Art Hickman and His Orchestra (image source: Big Bands Database Plus)
One treat in this database for San Francisco music history lovers are the two albums, Art Hickman's Orchestra: The San Francisco Sound, volumes 1 and 2. The database contains 50 tracks and two booklets featuring essays by Bruce Vermazen plus extensive visual documentation from Mr. Vermazen's personal collection.
"The guy who started all the dance bands." This is how Joe Laurie, Jr. describes Art Hickman in Vaudeville: From the Honky Tonks to the Palace. Hickman, born June 13, 1886 in Oakland, was a drummer, pianist and dance bandleader. Roger D. Kinkle writes in The Complete Encyclopedia of Popular Music and Jazz, 1900-1950 that Hickman was an "early bandleader, pioneer in dance music. Helped establish instrumentation, voicing, style and rhythm of early dance bands." He formed his first band in 1913 was hired to play in the Rose Room at the St. Francis Hotel.
Evidently Hickman was inspired to include a banjo player in his group after watching African-American musicians perform at Purcell's nightclub on San Francisco's Barbary Coast. According to The Devil's Horn: The Story of the Saxophone, From Noisy Novelty to King of Cool, Hickman's band was the first band to have a saxophone "section" - the tandem of Clyde Doerr and Bert Ralton. In So This Is Jazz, Henry O. Osgood notes that with Hickman's band: "The limelight was focused on the drummer probably for the first time, since Hickman was neither a violinist nor pianist like the usual leader, but master of the drums and traps."
In Jazz on the Barbary Coast, Tom Stoddard gives Hickman credit for being "the first jazz leader to employ only reading musicians... With reading musicians it is easier to create the foundation or background music for a solo improvisation.

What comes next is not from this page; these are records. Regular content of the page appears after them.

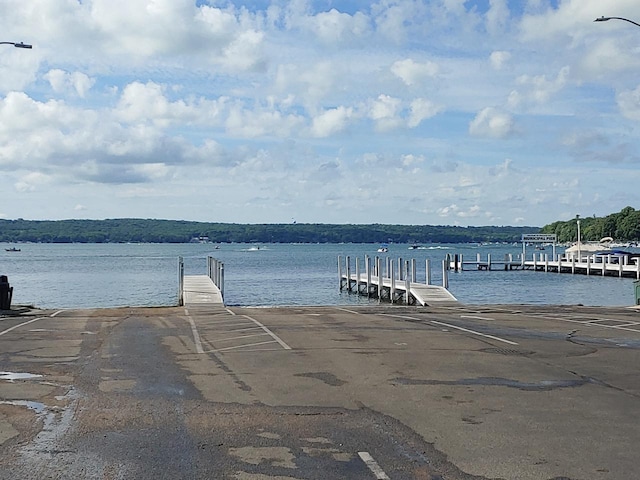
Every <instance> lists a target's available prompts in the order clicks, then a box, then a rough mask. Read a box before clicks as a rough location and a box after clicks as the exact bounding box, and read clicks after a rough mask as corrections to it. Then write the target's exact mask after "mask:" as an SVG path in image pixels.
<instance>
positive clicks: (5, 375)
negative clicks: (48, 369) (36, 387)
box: [0, 372, 42, 382]
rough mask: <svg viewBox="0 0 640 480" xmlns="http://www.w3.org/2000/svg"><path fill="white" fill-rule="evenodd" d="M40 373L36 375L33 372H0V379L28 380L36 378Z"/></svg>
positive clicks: (40, 376)
mask: <svg viewBox="0 0 640 480" xmlns="http://www.w3.org/2000/svg"><path fill="white" fill-rule="evenodd" d="M41 376H42V375H36V374H35V373H15V372H0V380H9V381H10V382H13V381H14V380H28V379H30V378H38V377H41Z"/></svg>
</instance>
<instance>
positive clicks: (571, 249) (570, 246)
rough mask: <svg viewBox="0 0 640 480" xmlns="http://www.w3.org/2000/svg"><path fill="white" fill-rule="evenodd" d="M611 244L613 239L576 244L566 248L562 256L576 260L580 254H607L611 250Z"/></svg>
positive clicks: (610, 250)
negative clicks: (562, 255)
mask: <svg viewBox="0 0 640 480" xmlns="http://www.w3.org/2000/svg"><path fill="white" fill-rule="evenodd" d="M611 242H613V238H611V237H604V238H601V239H600V241H599V242H576V243H574V244H573V245H571V246H570V247H569V248H567V249H566V250H565V251H564V254H565V256H566V257H567V258H571V257H576V258H577V257H578V256H579V255H582V254H586V255H593V254H596V253H600V254H602V253H607V252H610V251H611V250H612V249H611Z"/></svg>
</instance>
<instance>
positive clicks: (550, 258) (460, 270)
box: [445, 253, 640, 280]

Hickman's early bands are reported to have used, and probably originated, the solo style of jazz improvisation."
For a time his band was a national recording sensation. According to Joel Whitburn's A Century of Popular Song, Art Hickman & His Orchestra registered five of the top fifteen songs of 1920: "Hold Me," "The Love Nest, "Tell Me, Little Gypsy," "Sweet and Low," and "Peggy." He was offered the position of bandleader on the roof Ziegfeld's New Amsterdam Theatre in New York but he and his musicians turned down the gig because they were "crazy about San Francisco" (see Vermazen's liner notes to volume 1).
You can hear Hickman's band on the CD, The San Francisco Sound, through the American Song database, or at Archive.org.

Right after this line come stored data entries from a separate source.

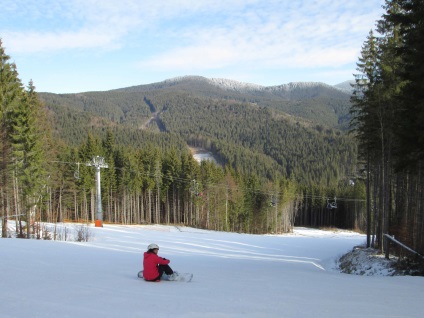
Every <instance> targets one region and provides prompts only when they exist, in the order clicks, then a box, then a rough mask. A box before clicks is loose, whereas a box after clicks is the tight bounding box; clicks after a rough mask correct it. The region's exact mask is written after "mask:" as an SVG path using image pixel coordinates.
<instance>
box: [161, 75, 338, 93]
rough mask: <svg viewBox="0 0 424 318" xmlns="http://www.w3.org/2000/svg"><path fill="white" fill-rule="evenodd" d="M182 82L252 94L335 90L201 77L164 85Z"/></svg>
mask: <svg viewBox="0 0 424 318" xmlns="http://www.w3.org/2000/svg"><path fill="white" fill-rule="evenodd" d="M183 81H199V82H204V83H208V84H211V85H214V86H216V87H219V88H221V89H225V90H231V91H237V92H252V91H253V92H254V91H267V92H277V91H282V92H291V91H293V90H296V89H307V88H315V87H327V88H332V89H334V88H337V87H336V86H331V85H328V84H325V83H321V82H290V83H287V84H282V85H275V86H262V85H258V84H253V83H246V82H239V81H235V80H231V79H225V78H206V77H203V76H194V75H187V76H178V77H174V78H171V79H168V80H165V81H164V83H167V84H176V83H179V82H183Z"/></svg>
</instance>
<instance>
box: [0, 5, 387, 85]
mask: <svg viewBox="0 0 424 318" xmlns="http://www.w3.org/2000/svg"><path fill="white" fill-rule="evenodd" d="M0 3H1V6H0V7H1V9H0V38H1V39H2V42H3V47H4V48H5V49H6V54H8V55H10V56H11V60H12V61H14V62H15V63H16V65H17V68H18V72H19V76H20V78H21V80H22V82H23V83H24V84H25V85H26V84H28V82H29V80H30V79H32V80H33V81H34V85H35V86H36V88H37V91H39V92H53V93H76V92H85V91H99V90H109V89H114V88H121V87H128V86H134V85H140V84H149V83H154V82H160V81H162V80H165V79H169V78H173V77H177V76H184V75H200V76H205V77H208V78H228V79H232V80H236V81H241V82H248V83H254V84H259V85H264V86H272V85H280V84H286V83H289V82H299V81H305V82H311V81H312V82H324V83H327V84H331V85H334V84H337V83H340V82H343V81H345V80H351V79H353V76H352V74H353V73H355V67H356V62H357V61H358V57H359V52H360V49H361V46H362V44H363V42H364V41H365V39H366V36H367V35H368V33H369V31H370V30H371V29H374V28H375V22H376V20H378V19H379V18H380V17H381V15H382V13H383V9H382V8H381V6H382V5H383V4H384V1H383V0H367V1H363V0H144V1H142V0H119V1H116V0H51V1H50V0H35V1H32V0H1V1H0Z"/></svg>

The San Francisco Public Library has the following sheet music co-composed by Art Hickman (songs followed by an asterisk are part of the Dorothy Starr Sheet Music Collection):
"Day By Day In Every Way (I Love You More and More)" * words and music by Art Hickman and Ben Black (Florintine Music Publishing Co., 1923).
"Dream of Me" * words and music by Art Hickman, Ben Black and M. K. Jerome
(Waterson, Berlin & Snyder Co., 1921).
"Hold Me" by Art Hickman and Ben Black (Sherman, Clay & Co., c1920).
"June: I Love No One But You," by Art Hickman and Ben Black (Waterson, Berlin & Snyder, 1920).
"Just Plain Folks" words and music by Art Hickman, Ben Black and Neil Moret (Leo. Feist, 1922).
"My Wonder Girl" by Ben Black, Marty Bloom and Art Hickman (Sherman, Clay & Co., 1920).
"Rose Room: Fox Trot Song: In Sunny Roseland" lyrics by Harry Williams; music by Art Hickman (Sherman, Clay & Co., 1918).
"Take Me On A Buick Honeymoon" * words and music by Art Hickman and Ben Black (Howard
Automobile Co., 1922).
"Tears" by Art Hickman and Ben Black (Sherman, Clay & Co., 1918).
"Without You" * words and music by Art Hickman, Ben Black and Neil Moret (Sherman, Clay &
"You and I" by Art Hickman and Ben Black (Sherman, Clay & Co., 1919).
Scanned music of Art Hickman's Songs can also be located through the Sheet Music Consortium.